Not every school subject is knitting conducive during classroom instruction, but Sumnicht believes something calming happens when needles and yarn are placed in busy third and fourth grade fingers.

"I take my knitting to workshops," she said, "and somebody would say to me at one time, they thought it was rude that I was knitting, and I said, 'if I weren't knitting I wouldn't be paying attention.'"

Calming, it turns out, is sometimes a necessary prescription for the teacher too. A few weeks ago Sumnicht was diagnosed with breast cancer.

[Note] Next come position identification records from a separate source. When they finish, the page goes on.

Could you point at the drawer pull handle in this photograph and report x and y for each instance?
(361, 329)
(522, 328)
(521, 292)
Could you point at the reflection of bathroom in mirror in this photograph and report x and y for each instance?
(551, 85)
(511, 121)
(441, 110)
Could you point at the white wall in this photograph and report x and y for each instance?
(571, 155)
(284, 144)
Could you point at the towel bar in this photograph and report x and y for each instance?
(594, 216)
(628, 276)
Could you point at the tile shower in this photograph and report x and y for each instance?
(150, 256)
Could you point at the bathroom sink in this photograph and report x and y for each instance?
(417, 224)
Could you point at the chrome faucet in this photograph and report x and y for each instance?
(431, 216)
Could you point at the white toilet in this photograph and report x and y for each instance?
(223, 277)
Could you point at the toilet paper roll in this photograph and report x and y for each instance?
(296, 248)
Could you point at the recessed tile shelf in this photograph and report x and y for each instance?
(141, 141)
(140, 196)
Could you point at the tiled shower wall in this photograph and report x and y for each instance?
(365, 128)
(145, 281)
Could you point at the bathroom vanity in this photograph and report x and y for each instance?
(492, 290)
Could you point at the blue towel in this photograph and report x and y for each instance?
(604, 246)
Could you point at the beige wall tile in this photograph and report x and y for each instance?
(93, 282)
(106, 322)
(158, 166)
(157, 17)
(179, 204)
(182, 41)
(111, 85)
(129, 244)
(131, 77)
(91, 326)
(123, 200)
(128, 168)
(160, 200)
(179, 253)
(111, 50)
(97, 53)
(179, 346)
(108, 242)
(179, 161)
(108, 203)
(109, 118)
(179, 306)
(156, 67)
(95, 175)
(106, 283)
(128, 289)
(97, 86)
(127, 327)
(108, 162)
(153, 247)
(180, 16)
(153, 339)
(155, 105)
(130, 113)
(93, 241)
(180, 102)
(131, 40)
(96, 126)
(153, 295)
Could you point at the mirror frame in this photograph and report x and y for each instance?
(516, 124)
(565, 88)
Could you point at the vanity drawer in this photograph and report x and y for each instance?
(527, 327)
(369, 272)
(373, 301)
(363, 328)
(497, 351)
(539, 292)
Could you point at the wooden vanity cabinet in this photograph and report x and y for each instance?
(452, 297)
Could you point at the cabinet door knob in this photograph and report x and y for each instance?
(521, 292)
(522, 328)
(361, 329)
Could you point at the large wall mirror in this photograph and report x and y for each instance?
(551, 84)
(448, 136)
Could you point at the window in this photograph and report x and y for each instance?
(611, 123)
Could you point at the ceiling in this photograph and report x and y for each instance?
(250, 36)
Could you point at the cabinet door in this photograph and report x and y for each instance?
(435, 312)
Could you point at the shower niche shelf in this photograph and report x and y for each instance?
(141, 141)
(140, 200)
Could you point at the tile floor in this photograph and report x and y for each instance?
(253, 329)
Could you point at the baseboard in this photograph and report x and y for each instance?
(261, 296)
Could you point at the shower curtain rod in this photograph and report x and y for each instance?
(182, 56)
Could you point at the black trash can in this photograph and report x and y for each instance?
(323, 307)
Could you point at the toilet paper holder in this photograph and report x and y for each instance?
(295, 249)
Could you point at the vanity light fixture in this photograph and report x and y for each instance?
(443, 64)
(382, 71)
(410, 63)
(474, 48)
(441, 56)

Lessons she has shared in the classroom also apply outside it.

"This is what I did at the doctor's office yesterday," says Sumnicht holding up a new project already well under way. "And the nurse said 'we don't normally get blood pressure that low for these meetings.'"

On her last day with her class before surgery, in her last year before retirement, it's already apparent there's a little of Sumnicht in her students. "I'll probably knit the rest of my life," Alaina Bohrer reveals as she sits on the carpeted classroom floor, her needles in hand. "I'll always think of her when I knit."

Sumnicht expects to be back with her class the last full week of May. Back in a class, bound for life.